Une maladie fréquente et difficile à traiter
Le problème, c’est que cette maladie progresse lentement mais sûrement. Les reins perdent peu à peu leur capacité à fonctionner correctement, jusqu’à provoquer une insuffisance terminale ou une urémie. Et aujourd’hui, les vétérinaires doivent composer avec des solutions imparfaites : régimes alimentaires spécifiques, traitements symptomatiques… mais rien qui permette de guérir.
C’est dans ce contexte que le chercheur japonais Toru Miyazaki s’est lancé dans le développement d’un médicament. Ancien professeur à l’Université de Tokyo, il dirige désormais l’Institute for AIM Medicine. « La plupart des chats souffrent d’insuffisance rénale chronique, et beaucoup en meurent », explique-t-il. Son objectif est simple : prolonger la vie des animaux, tout en réduisant la charge pour leurs propriétaires.
L’équipe de Miyazaki vient de franchir une étape importante en déposant une demande d’autorisation auprès du ministère japonais de l’Agriculture. Cette démarche s’appuie sur un essai clinique dont les résultats ont été publiés en février dans la revue Veterinary Journal.
L’étude reste modeste, mais ses conclusions attirent l’attention. Sur 26 chats suivis pendant un an, 11 ont reçu le traitement expérimental, tandis que 15 n’en ont pas bénéficié. À l’arrivée, l’écart est net : entre 80 % et 83 % des chats traités étaient toujours en vie, contre seulement 20 % dans le groupe non traité. Ces chiffres ne suffisent pas encore à crier victoire, mais ils laissent entrevoir une piste sérieuse. Des essais plus larges seront nécessaires pour confirmer ces résultats et évaluer précisément les effets du médicament.

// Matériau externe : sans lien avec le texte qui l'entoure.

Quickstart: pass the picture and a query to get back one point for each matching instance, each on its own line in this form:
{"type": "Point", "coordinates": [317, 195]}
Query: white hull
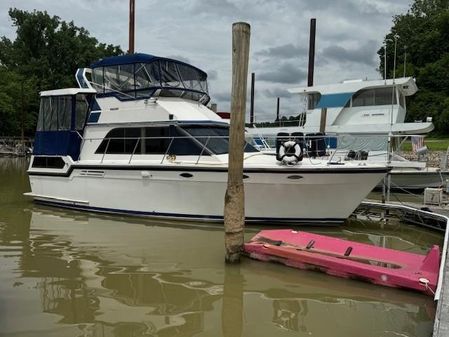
{"type": "Point", "coordinates": [269, 196]}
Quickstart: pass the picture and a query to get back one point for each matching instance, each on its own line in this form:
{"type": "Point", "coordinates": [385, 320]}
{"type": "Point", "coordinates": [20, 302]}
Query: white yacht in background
{"type": "Point", "coordinates": [137, 138]}
{"type": "Point", "coordinates": [361, 115]}
{"type": "Point", "coordinates": [356, 107]}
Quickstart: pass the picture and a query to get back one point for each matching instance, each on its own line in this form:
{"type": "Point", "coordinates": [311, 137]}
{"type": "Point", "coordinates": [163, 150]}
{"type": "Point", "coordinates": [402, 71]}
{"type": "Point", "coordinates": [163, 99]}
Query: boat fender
{"type": "Point", "coordinates": [286, 154]}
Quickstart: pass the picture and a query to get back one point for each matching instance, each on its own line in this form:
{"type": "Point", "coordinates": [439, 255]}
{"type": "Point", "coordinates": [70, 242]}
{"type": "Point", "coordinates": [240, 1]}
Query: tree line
{"type": "Point", "coordinates": [47, 51]}
{"type": "Point", "coordinates": [422, 41]}
{"type": "Point", "coordinates": [44, 55]}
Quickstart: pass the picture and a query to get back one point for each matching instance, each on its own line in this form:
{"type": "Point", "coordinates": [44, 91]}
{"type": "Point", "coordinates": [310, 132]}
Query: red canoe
{"type": "Point", "coordinates": [348, 259]}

Le projet n’a pas été un long fleuve tranquille. Pendant la pandémie de Covid-19, les recherches ont été mises à l’arrêt faute de financements. Puis, coup de théâtre : après plusieurs articles dans la presse, les dons ont afflué. Entre 2021 et 2022, près de 300 millions de yens (environ 2 millions de dollars) ont été récoltés auprès de particuliers, souvent des amoureux des chats.
Cet élan a permis de relancer le programme et d’atteindre aujourd’hui cette phase importante. Il reste encore des étapes réglementaires à franchir, ce qui prendra du temps. Mais pour de nombreux propriétaires de félins, l’idée qu’un traitement puisse un jour ralentir, voire changer, l’évolution de cette maladie commence à paraître un peu moins lointaine.